Levantou-se do cadeirão, era hora da sobremesa, agarrou-se à sua bengala tigresa, não era uma bengala qualquer. Lá foi sentar-se à mesa, com dor naquele maldito joelho, recordação que levaria consigo para sempre da noite de verão em que o Zé decidiu chegar a casa chateado com pormenores e fraturou-lhe a rótula. Os pormenores nunca saberemos, a rótula ficou partida e o coração rachado, por um amor que nunca conseguiu compreender…

“Deus o tenha na paz do Senhor, amén.”

06
Out24

Todas as personagens têm uma história


O garfo, ela agarrava-o com a ponta dos dedos, numa delicadeza de porcelana. Comia de boca tão fechada que parecia nem respirar, ultimamente andava tão tensa e rígida que chegavam a ficar hirtos, mas arrumadíssimos, os pelos das sobrancelhas.

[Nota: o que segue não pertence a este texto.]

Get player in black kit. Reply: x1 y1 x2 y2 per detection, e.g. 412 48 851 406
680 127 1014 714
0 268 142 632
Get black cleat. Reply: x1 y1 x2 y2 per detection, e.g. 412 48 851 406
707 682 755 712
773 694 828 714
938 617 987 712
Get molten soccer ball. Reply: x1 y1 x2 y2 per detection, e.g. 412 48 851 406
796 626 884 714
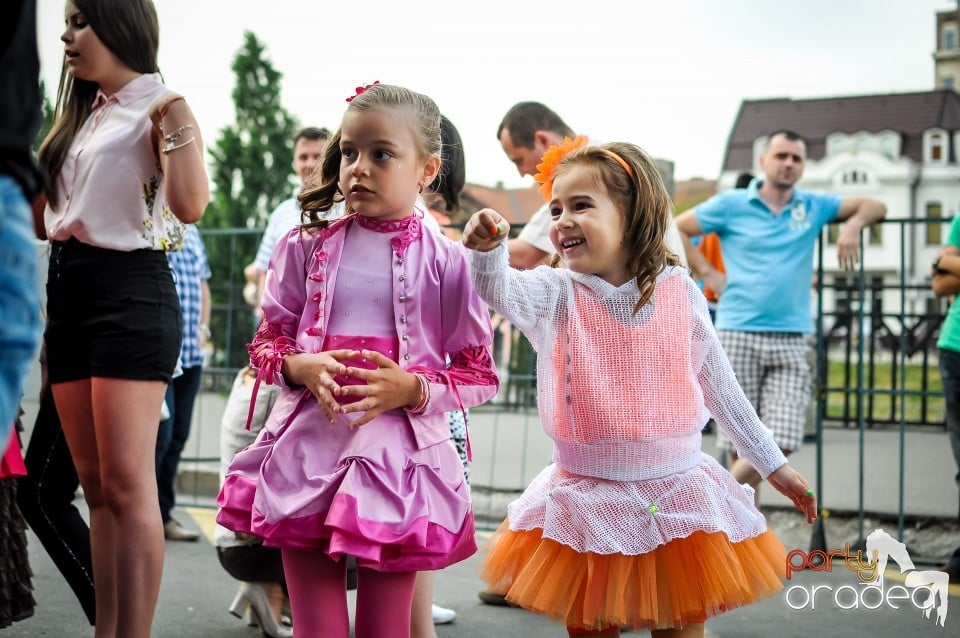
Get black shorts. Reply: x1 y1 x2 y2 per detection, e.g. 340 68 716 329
44 239 183 383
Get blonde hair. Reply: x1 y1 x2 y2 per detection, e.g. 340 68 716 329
297 84 442 228
554 142 680 312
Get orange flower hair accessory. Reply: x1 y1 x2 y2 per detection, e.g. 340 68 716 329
533 135 587 202
347 80 380 102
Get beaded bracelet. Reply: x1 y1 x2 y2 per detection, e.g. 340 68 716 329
157 95 185 124
163 137 197 155
407 374 430 414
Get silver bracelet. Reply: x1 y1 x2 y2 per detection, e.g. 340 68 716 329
163 137 197 155
163 124 193 144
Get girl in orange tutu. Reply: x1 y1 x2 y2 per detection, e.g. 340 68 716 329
464 138 816 637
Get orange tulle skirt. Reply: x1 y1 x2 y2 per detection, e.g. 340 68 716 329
481 521 786 630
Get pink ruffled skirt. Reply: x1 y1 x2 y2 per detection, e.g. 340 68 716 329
217 400 477 572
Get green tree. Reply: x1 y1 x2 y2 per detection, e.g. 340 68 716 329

Escolheu, adivinhem? Uma salada César para o seu almoço entre a correria do seu dia. Não pode engordar! Como se a corrida do dia já não a emagrecesse que bastasse.

— Sandra, desculpe! Deixou cair o guardanapo. — o empregado apanha-o do chão e surpreendeu-se com os pés cruzados e dedos enrolados, como se fossem tímidos, fora dos sapatos altos da mulher que almoça todos os dias ali, e por quem ele nutre um carinho inexplicável. Tão inexplicável que se confundiria com uma paixão assolapada, de quem admira de forma obsessiva e orgulhosa uma mulher que mal conhece.

Quando a encarou com o guardanapo na mão, Sandra estava vermelha de vergonha. Tinha velhos hábitos para sair da pressão do seu trabalho: descalçar-se e prender o cabelo com a sua caneta sempre que comia; colocar os phones com a última chamada de voz da Camila, de há dois anos, em loop durante toda a refeição, não queria esquecer-se da sua voz; e, em forma de reza, perguntava ao universo “O que me resta?”. Estes eram os hábitos, repetidos todos os dias às refeições, sem excepção, desde que a sua noiva assassinada, partira para outra plataforma cósmica de energia.

Pediu um café curto em chávena fria e tirou da mala o seu último processo de acusação contra Luís Façanhas, o assassino mais famoso de Ermesinde e arredores. Há dois anos que Sandra desejava este caso. Calçou os seus saltos vermelhos, levantou-se imponente, num único gole bebeu o seu café, tirou a caneta, soltando o cabelo liso que lhe caia pelos ombros, com o guardanapo enxugou as lágrimas que não chegaram a cair, não podia esborratar a maquilhagem. Ia para o tribunal e tinha de se recompor. Estava obstinada a pôr o vagabundo atrás das grades, por amor à sua falecida noiva.